What is going on? How on earth did we get here? Just who do I need to speak to about this?
It really doesn’t get better. There’s a painful skit about a “Gen-Z Hospital”, where everyone, including the doctors, goes around saying “we stan you” and “bestie” (it’s worth noting, however begrudgingly, that not everything awful in this episode is Elon’s fault); there’s a truly horrible sketch where he plays Wario and does a stupid walk and Grimes rocks up for a bit as Princess Peach; there’s a sort of cowboy bit which everyone looks like they’re hating where he has a nice chuckle at his own expense about “electric horses” and not wearing masks; and then he basically plays himself (sorry, Dr Lloyd Ostertag) in the Weekend Update section, where he smirkingly refers to himself as the “Dogefather” (in reference to Dogecoin, a kind of cryptocurrency that his special blessing and is named after a meme, grandpa) and singularly fails to explain what Dogecoin is in any meaningful or comedic way before admitting it’s “a hustle” (a move which caused the cryptocurrency to fall by as much as 35% on Saturday). It’s all lazy, turgid stuff that clearly believes the novelty of Elon Musk’s personality and presence will make up for the lack of anything resembling satire, or hip-ness, or real jokes.

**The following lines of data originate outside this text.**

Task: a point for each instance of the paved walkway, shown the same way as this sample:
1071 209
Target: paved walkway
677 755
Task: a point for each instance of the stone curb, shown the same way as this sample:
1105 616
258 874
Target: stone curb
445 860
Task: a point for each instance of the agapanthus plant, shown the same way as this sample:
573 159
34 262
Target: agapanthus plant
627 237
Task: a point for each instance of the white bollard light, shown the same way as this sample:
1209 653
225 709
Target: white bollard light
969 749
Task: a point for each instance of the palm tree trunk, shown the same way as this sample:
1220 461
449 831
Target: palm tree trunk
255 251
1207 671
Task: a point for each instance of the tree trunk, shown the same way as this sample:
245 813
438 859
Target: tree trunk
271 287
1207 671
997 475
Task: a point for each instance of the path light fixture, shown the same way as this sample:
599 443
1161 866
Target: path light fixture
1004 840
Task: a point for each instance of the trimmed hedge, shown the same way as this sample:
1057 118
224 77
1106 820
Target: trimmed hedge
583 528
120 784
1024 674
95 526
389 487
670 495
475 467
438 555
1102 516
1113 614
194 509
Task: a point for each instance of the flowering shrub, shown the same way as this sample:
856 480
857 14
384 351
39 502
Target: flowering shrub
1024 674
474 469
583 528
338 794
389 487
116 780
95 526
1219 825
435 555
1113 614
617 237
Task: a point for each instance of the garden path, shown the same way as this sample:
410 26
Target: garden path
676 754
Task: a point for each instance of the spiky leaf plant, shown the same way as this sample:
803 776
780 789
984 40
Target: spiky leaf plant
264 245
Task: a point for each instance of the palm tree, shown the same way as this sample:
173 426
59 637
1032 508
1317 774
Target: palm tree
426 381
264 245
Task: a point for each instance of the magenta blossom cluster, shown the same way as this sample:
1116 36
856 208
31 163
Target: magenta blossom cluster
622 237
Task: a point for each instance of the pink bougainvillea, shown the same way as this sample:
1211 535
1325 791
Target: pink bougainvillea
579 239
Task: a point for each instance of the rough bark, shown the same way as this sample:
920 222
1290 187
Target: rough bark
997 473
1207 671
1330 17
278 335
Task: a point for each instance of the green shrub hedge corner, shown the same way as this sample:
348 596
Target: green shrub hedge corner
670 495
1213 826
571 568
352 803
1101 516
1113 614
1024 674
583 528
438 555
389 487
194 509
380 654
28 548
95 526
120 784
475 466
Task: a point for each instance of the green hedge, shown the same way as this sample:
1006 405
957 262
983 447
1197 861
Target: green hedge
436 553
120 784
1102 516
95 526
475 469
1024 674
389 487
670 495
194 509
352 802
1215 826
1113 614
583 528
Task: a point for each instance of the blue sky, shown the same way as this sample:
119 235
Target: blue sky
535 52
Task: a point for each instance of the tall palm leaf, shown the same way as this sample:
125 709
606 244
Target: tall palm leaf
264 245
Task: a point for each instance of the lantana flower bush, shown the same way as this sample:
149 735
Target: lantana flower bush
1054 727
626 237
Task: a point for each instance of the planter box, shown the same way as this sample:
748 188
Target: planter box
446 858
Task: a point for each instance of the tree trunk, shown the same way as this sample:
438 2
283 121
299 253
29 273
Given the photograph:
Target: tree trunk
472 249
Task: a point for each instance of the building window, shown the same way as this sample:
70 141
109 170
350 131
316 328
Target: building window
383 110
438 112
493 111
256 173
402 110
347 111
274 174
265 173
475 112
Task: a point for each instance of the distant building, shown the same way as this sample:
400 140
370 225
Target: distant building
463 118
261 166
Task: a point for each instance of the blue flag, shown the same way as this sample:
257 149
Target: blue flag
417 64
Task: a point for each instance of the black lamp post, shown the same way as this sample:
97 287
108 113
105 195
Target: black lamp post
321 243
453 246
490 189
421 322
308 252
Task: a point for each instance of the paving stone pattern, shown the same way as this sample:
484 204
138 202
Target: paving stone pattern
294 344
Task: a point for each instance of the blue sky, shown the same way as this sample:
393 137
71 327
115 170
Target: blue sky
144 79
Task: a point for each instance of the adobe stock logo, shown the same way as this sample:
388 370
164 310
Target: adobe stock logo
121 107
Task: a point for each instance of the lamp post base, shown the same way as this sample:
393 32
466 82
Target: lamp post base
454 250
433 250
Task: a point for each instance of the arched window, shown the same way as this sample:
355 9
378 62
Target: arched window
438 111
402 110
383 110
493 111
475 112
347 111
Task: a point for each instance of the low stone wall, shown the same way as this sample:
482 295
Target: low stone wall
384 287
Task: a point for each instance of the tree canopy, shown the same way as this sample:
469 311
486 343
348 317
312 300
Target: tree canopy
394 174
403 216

And so on and so forth. Yes it’s badly acted, badly written and no one looks particularly happy. But the reason it’s so immensely bleak is that the whole thing, his jokes about cryptocurrency, his “aren’t I quirky?” shtick, his sporting digs at himself, is an attempt to make us think he has any right to be there. That his presence, the presence of an insanely rich, politically rogue industrialist, on the global stage, on our TV screens, within our entertainment, is a normal thing. And that’s where the danger starts.
SNL has a bad track record with this; Donald Trump hosted in 2015, and then in the run-up to the elections that saw him victorious, they had him portrayed by Alec Baldwin in a series of fairly toothless sketches. And then Donald Trump became president.
Over here, before he became PM, Boris Johnson hosted Have I Got News For You four times, doing the chuckling, bumbling posho bit he now does over piling dead bodies.
It goes without saying that Elon Musk is not quite on a level with the above, not at time of writing anyway. But as said before, there is real danger in implying that money can buy everything, and that it gives anyone the right to be funny, or interesting, or worthy of screen time.
Laughter cannot be bought, and in implying that it can be, a comedy show like SNL runs the risk of kowtowing to a plutocracy that is slowly rendering basically everything meaningless- from our entertainment, to our education, to our democracy.
I’m sure this would be hard for someone like Elon Musk to understand, but comedy is one of those rare things- the more money you spend on it, the less value it has.
“Cursed,” we mutter, hungover, to each other as the fist tightens.
“So, so cursed,” we grimace as the trees rot and the seas dry and the carbon clouds swirl around our ankles.
“I can’t stop thinking about how cursed it was,” as the hand grips our faces and forces our eyes away from the dust we stand on, and up, ever up, towards the cold and distant stars.